Pas de repentance, pas d'amnistie ?
- "Là, c'est le bon sens. J. Chirac a dit une nouvelle fois à P. Séguin qu'il avait tort mais nous le savions ; qu'on ne peut pas réclamer une amnistie, encore moins une repentance. Il faut demander la vérité et il faut que la justice passe. Encore faut-il que la justice passe pour tout le monde."
Sur les marchés truqués d'Ile-de-France, il ne savait pas, il ne peut pas y croire. Est-ce qu'il vous a convaincu sur ce point ?
- "C'est à la justice d'établir..."
Mais pour vous ! La justice, c'est un disque qui revient : la justice, il faut qu'elle soit sereine, il faut qu'elle soit indépendante...
- "Non, mais ce n'est pas un disque. Heureusement qu'elle existe. C'est elle qui fait sortir ces affaires, c'est elle qui cherche la vérité."
Mais est-ce qu'il vous a convaincu ?
- "J. Chirac dit qu'il ne savait pas pour les marchés d'Ile-de-France. Savait-il ce qui se passait à la tête du RPR à ce moment-là ? Il dit que non. Savait-il ce qui se passait à la ville de Paris ? Et quand même, tous les jours, il y a un certain nombre d'affaires et il ne s'agit plus simplement de gestion d'un parti politique, mais de la gestion d'une grande collectivité locale ; était-il au courant des emplois fictifs, des marchés truqués de l'Office HLM ; était-il au courant des fraudes électorales ? C'est à lui de s'expliquer. Ce n'est pas à nous de le dire, je ne suis pas une machine à détecter la vérité. Je pense simplement qu'il y a eu beaucoup d'affaires pendant qu'il était lui-même maire de Paris - parce que c'est de cela qu'il s'agit au-delà même de la présidence du RPR - et que c'est à la justice d'aller jusqu'au bout pour connaître cette vérité."

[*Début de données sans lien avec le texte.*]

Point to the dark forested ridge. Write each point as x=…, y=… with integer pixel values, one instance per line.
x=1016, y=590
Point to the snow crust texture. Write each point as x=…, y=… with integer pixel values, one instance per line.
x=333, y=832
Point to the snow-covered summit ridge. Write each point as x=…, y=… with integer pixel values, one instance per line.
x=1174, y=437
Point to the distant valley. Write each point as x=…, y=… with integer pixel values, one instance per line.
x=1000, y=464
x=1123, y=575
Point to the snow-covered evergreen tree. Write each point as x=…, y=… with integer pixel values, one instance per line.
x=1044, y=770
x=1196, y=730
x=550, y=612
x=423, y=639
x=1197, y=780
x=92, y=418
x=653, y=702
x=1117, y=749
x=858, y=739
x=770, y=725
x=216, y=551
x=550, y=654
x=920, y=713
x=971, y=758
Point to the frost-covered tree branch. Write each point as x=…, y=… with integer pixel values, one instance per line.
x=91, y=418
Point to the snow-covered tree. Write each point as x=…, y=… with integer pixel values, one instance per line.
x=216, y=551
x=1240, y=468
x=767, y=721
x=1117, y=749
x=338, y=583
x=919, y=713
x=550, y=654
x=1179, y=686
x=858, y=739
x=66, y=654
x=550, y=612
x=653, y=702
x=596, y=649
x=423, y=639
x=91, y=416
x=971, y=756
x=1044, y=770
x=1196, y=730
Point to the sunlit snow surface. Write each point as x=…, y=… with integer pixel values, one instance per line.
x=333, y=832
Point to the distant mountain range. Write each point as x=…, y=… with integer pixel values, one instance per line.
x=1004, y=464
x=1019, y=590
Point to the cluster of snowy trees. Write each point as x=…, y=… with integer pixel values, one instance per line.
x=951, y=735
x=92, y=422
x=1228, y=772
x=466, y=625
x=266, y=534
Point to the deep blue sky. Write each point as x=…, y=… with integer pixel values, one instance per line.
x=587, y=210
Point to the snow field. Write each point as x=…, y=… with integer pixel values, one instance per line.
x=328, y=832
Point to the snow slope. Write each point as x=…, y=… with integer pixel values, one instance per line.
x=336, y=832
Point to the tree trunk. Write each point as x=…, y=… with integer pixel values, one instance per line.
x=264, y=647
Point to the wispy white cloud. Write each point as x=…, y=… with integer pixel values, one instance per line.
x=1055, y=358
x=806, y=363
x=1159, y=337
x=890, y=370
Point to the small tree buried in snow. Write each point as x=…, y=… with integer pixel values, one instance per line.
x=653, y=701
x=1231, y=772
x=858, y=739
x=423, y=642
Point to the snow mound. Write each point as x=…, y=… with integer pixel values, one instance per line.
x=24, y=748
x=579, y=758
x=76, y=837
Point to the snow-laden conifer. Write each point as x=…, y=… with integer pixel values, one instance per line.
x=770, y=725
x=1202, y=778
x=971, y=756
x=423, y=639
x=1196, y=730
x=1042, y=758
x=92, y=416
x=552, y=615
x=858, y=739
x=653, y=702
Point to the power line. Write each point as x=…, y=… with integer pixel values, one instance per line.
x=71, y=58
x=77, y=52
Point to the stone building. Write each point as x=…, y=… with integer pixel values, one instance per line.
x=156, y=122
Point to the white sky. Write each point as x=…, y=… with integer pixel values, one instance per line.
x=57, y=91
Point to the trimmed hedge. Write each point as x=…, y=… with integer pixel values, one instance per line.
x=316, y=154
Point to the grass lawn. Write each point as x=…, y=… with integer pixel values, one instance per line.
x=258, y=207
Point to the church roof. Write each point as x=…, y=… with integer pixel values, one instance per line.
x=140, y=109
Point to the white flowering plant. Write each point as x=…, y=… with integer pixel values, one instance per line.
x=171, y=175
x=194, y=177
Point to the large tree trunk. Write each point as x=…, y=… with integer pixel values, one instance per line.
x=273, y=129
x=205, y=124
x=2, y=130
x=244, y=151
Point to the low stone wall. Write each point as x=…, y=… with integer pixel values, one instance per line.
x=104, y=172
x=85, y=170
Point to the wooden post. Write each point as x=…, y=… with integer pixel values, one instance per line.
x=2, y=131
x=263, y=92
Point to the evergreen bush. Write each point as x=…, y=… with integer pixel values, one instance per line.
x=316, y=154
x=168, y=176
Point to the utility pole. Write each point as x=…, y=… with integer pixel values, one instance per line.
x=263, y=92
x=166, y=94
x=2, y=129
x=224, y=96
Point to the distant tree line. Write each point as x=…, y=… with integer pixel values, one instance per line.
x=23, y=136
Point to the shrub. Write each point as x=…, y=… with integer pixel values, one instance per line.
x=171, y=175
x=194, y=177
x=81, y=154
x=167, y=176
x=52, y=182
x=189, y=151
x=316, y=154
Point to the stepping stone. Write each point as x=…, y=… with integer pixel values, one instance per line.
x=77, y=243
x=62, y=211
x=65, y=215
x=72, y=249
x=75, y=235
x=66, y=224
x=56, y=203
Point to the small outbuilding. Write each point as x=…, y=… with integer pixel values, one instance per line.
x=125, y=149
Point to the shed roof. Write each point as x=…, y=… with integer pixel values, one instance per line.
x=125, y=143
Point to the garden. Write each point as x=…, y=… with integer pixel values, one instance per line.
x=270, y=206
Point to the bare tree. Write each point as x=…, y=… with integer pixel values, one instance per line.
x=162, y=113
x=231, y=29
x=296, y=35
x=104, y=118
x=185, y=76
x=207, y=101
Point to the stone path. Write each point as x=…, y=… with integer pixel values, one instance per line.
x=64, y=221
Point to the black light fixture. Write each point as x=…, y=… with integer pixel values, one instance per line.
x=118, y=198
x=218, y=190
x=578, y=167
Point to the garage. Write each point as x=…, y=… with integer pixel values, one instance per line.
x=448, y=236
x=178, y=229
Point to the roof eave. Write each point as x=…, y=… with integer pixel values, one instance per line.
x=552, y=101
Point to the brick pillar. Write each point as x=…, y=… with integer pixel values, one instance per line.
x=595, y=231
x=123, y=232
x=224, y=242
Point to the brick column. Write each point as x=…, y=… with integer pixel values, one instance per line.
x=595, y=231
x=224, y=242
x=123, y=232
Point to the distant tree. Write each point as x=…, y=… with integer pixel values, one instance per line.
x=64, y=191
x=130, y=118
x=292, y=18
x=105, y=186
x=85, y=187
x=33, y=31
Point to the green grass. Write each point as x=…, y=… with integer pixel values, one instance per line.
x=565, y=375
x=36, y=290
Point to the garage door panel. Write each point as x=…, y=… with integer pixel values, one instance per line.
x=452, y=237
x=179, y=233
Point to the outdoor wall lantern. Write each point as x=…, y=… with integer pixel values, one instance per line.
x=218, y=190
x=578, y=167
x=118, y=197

Mais quand il dit : " là où je suis, avec mes responsabilités de Président de la République, je ne peux pas me défendre, je suis une victime permanente ".

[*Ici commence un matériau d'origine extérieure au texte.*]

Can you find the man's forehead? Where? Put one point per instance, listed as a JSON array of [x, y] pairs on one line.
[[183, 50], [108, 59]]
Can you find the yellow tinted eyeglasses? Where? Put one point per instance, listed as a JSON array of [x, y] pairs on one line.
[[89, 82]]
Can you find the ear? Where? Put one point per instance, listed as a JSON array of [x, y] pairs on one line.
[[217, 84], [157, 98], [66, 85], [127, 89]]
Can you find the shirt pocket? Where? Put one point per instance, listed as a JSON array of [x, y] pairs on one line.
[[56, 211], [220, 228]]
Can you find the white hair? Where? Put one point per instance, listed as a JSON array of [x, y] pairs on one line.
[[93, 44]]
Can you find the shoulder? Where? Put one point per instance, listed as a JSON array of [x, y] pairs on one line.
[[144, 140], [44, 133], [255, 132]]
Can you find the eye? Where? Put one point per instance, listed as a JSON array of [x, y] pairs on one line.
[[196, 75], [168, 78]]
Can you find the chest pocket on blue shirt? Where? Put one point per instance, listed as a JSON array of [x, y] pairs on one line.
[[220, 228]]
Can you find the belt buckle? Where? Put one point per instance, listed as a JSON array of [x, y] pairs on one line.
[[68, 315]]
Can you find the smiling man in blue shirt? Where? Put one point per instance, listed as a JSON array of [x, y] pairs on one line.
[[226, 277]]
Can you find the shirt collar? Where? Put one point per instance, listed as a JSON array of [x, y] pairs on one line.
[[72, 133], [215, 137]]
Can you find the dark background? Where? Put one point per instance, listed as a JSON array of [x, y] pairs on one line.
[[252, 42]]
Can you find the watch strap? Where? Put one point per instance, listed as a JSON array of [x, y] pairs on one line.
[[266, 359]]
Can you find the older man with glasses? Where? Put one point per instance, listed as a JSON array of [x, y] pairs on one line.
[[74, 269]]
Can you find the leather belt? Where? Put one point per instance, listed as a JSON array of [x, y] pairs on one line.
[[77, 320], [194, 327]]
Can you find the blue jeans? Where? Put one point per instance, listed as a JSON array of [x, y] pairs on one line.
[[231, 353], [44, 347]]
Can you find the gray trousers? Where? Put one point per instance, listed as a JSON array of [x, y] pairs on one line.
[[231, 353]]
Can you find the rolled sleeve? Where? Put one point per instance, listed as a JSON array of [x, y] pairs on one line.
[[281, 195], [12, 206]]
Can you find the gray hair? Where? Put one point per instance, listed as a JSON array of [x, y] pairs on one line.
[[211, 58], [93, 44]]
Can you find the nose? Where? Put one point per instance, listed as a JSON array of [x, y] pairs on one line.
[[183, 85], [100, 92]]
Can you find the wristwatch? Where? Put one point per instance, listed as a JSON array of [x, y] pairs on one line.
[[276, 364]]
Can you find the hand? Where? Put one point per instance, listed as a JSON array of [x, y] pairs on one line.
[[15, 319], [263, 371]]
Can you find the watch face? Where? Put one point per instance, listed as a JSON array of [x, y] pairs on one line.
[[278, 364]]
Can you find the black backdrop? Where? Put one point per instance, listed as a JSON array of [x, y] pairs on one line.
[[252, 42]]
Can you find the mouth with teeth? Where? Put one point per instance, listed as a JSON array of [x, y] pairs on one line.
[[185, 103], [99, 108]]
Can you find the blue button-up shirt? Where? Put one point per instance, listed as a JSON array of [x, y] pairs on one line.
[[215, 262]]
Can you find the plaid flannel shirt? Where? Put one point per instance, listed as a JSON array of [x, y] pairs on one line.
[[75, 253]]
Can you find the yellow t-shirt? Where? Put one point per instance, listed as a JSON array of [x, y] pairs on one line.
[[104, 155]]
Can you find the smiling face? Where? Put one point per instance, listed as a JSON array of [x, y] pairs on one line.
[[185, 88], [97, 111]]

- "J'entends ce qu'il dit. D'abord, il affirme très nettement qu'il faut que la justice passe et c'est aussi notre position. Il dit qu'il faut aller le plus loin possible dans l'exigence de vérité, c'est également notre position. Mais il dit : "je suis une victime, je ne peux pas porter plainte pour diffamation et je ne peux pas venir non plus comme témoin". Si le statut actuel de l'immunité présidentielle est à ce point dangereux pour le Président de la République lui-même, il faut en changer. Il n'est pas bon, il n'est pas normal qu'un Président de la République - il nous l'a confié - puisse se dire victime d'un système, victime d'une justice spectacle et ne pas pouvoir lui-même se défendre, soit comme témoin, ou même mettre en cause ces personnes qui l'attaquent..."
Ce sera un argument de la campagne présidentielle de 2002 ?

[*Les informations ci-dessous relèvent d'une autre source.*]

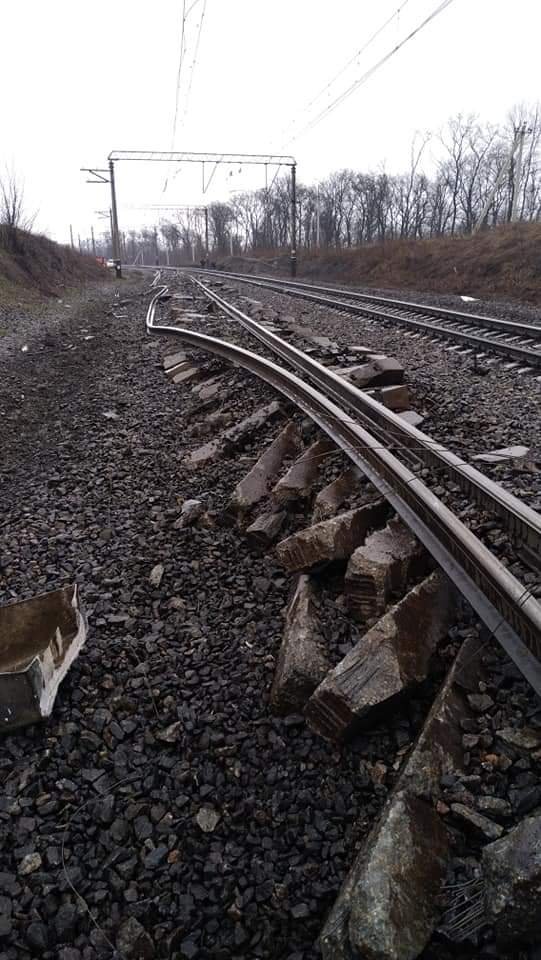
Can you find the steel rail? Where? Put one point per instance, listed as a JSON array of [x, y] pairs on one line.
[[527, 330], [525, 355], [523, 523], [507, 608]]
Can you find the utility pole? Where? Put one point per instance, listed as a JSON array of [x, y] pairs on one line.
[[294, 220], [506, 167], [517, 177], [114, 222]]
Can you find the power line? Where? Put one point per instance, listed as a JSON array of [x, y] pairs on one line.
[[353, 59], [358, 54], [194, 61], [370, 72], [179, 73]]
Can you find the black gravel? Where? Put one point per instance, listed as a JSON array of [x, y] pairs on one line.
[[162, 810]]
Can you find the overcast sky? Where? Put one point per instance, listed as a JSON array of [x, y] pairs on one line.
[[79, 79]]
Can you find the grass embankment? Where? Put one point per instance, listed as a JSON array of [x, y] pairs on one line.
[[31, 264], [503, 263]]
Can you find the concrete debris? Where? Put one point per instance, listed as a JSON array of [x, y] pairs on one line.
[[395, 398], [171, 733], [378, 372], [225, 444], [208, 389], [389, 905], [29, 864], [390, 659], [325, 343], [39, 640], [412, 417], [207, 819], [302, 663], [189, 514], [155, 575], [264, 531], [255, 307], [133, 942], [254, 486], [333, 539], [217, 420], [512, 871], [380, 567], [494, 807], [173, 360], [503, 455], [360, 351], [297, 483], [476, 822], [185, 374], [524, 739], [331, 497]]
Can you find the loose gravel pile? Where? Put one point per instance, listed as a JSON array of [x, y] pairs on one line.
[[163, 811], [162, 808]]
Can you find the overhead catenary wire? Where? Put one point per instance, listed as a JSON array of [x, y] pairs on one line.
[[369, 73]]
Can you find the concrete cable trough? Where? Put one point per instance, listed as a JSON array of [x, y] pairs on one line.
[[39, 640]]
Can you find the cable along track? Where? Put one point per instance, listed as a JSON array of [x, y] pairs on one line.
[[521, 521], [506, 607], [520, 342]]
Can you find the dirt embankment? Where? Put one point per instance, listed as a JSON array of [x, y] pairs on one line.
[[503, 262], [34, 264]]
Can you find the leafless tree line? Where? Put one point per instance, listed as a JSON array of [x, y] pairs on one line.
[[349, 208], [12, 212]]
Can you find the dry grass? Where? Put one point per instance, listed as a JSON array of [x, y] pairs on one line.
[[504, 262], [38, 265]]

- "Il en a fait finalement la démonstration sans peut-être le vouloir, mais il a expliqué pourquoi il fallait changer le système de l'immunité présidentielle. Je pense que le Président de la République - et cela doit valoir au-delà de 2002 pour le prochain quinquennat et pour le prochain Président de la République - doit être effectivement protégé par rapport aux actes qui sont les siens comme chef de l'Etat. Mais qu'en revanche, par rapport aux attaques dont il est l'objet sur des faits qui se sont passés antérieurement à sa prise de fonction, alors il doit pour sa propre défense être un citoyen comme les autres."
Pour 2002 ?
- "Pour 2002, parce que je crois qu'il ne faut pas faire de loi de circonstance. Mais c'est, je crois, une aspiration que les Français doivent avoir et qu'ils ont finalement eu maintenant comme une démonstration par le Président de la République hier soir."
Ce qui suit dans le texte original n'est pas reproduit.